Former NRA president’s wife worked with Maria Butina in effort to score Russia jet fuel deal: Report

The wife of David Keene, a former president of the National Rifle Association, enlisted the help of accused covert Russian agent Maria Butina to try to secure a $1 million finder’s fee being offered by an American middleman in exchange for a massive amount of Russian jet fuel, according to a report.

Washington lobbyist Donna Keene suggested in April 2017 that Butina seek a “soft corporate offer” for five million barrels of jet fuel — more than half the total amount Russian refineries export in a month — from a company like Gazprom for the unnamed man in Virginia, the New York Times reported.

But Butina, with the assistance of her older Republican operative boyfriend Paul Erickson, said she would first attempt to source the fuel from multiple suppliers with the aid of a Russian coffee bean trader and a public relations consultant who have loose ties to the industry. Her insistence on getting a $25,000 upfront payment from potential suppliers appeared to dismantle that plan.

Keene again reached out to the couple in mid-2017 and arranged for them to meet an alleged Virginia jet fuel broker, Roger Pol. Pol, however, died in February and there is no evidence that Pol ever signed a successful fuel deal, according to the Times.

Butina and Erickson met with at least one other set of potential partners in August 2017, promising Keene a cut of the possible arrangement, but those contacts reported the pair to the FBI, which was already monitoring Butina, because they thought they were being scammed.

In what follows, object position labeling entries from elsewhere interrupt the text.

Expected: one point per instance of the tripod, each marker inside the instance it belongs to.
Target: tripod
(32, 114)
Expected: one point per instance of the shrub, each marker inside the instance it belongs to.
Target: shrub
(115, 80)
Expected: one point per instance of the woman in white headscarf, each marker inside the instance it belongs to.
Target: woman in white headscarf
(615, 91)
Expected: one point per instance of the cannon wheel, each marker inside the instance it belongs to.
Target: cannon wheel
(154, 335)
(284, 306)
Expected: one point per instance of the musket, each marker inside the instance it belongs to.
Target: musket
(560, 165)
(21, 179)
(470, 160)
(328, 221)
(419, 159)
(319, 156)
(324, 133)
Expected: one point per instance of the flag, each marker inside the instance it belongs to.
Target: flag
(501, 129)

Butina, 29, was arrested in July and charged with working to infiltrate conservative political groups like the NRA as “in an effort to advance the interests of the Russian Federation.”

According to the indictment, she entered the U.S. in August 2016 on a F-1 student visa and was enrolled in American University in Washington where she continued to act “under the direction and control” of a Russian official, assumed to be Aleksandr Torshin, a former Russian senator and close friend of President Vladimir Putin.

Her lawyer, Robert Driscoll, told the Times her misfires at securing a fuel deal was “just further evidence that she wasn’t here on any mission on behalf of the Russian Federation. She was essentially operating on her own account.”

The Keenes and Erickson did not respond to the Times’ request for comment.